Ce dernier, peu utilisé durant l’histoire de la course a d’ailleurs été remis au goût du jour depuis quelques années par les organisateurs pour tenter de relancer le spectacle. En effet, dans le cyclisme moderne la tendance est à l’attentisme et les leaders d’équipe comptent de plus en plus sur leurs équipiers pour faire le train jusqu’aux tous derniers kilomètres avant de produire leur réel effort. Ceci a pour conséquence de nuire au spectacle et on assiste trop souvent à de véritables courses d’élimination.

Ainsi, au cours de l’édition 2015, pas moins de 6 difficultés ont été soumises au peloton pour contrer ce phénomène, susciter d’avantage de velléité offensive  favorisant ainsi le développement d’échappées tout au long de la course. Stratégie d’ailleurs payante qui a permis à Vicenzo Nibali de construire sa victoire dans descente du Civiglio à 17 kms de l’arrivée.

Le Tour de Lombardie : une classique pour les champions italiens

Damiano Cunego vainqueur du Tour de LombardieLe palmarès du Tour de Lombardie est littéralement trusté par les coureurs italiens, surtout dans la première partie de son existence. De sa création en 1905 jusqu’en 1950 seulement 6 éditons ont été gagnées par des cyclistes venant d’un autre pays.

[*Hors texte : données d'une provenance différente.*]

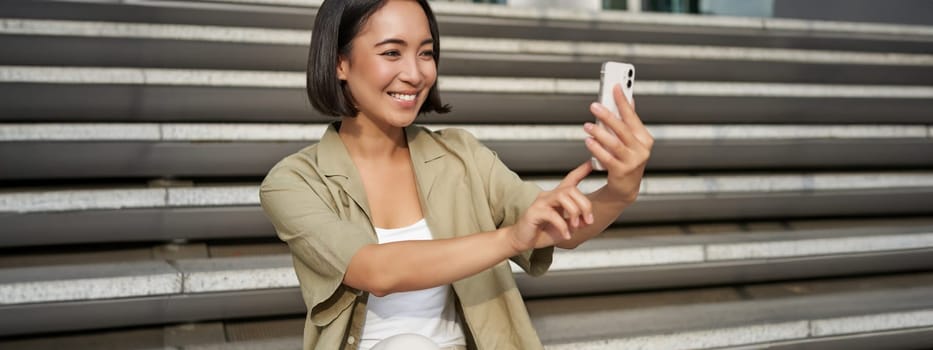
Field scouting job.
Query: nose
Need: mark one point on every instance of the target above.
(411, 72)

Au total, les coureurs italiens ont remporté l’épreuve à 68 reprises.  Viennent ensuite les belges, loin derrière avec 12 victoires puis les français qui complètent le podium avec 11 titres.

Cependant l’internationalisation des épreuves sportives après guerre a donné d’avantage de renommée à la course et presque toutes les légendes du cyclisme ont mis un point d’honneur à remporter le titre au moins une fois. D’ailleurs, les 3 plus grands coureurs de l’histoire à savoir Fausto Coppi, Eddy Merckx et Bernard Hinault ont chacun remporté plusieurs fois le Tour de Lombardie.

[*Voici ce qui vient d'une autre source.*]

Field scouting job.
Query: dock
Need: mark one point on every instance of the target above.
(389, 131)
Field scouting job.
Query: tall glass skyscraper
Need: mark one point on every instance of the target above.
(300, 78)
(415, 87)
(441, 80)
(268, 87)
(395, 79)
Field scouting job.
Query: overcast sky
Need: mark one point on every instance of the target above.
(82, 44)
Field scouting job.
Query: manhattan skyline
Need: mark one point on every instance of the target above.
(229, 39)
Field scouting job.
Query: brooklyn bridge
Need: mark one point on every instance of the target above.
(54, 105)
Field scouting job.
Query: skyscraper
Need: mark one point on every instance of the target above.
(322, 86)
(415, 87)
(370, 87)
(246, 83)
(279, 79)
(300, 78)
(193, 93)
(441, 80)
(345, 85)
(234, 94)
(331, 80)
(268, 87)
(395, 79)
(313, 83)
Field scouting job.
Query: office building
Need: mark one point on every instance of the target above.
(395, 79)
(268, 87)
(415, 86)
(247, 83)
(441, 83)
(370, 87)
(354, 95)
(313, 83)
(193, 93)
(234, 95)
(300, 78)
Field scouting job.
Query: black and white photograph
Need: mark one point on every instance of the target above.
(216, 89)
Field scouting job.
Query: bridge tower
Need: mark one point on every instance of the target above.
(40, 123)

Au cours des dernières années, 2 profils de coureurs se partagent les titres : les grimpeurs comme l’italien Damiano Cunego (photo de gauche, 3 victoires en 2004, 2007 et 2008) ou l’espagnol Joachim Rodriguez (double vainqueur en 2012 et 2013) ainsi que les spécialistes puncheurs des courses classiques à l’image du belge Philippe Gilbert (2009 et 2010) ou l’italien Paolo Bettini (2005 et 2006).

Le dernier français à avoir remporté le Tour de Lombardie est Laurent Jalabert en 1997, durant la 2ème partie de sa carrière au cours de laquelle il fut bien plus à l’aise lorsque la route s’élèvait.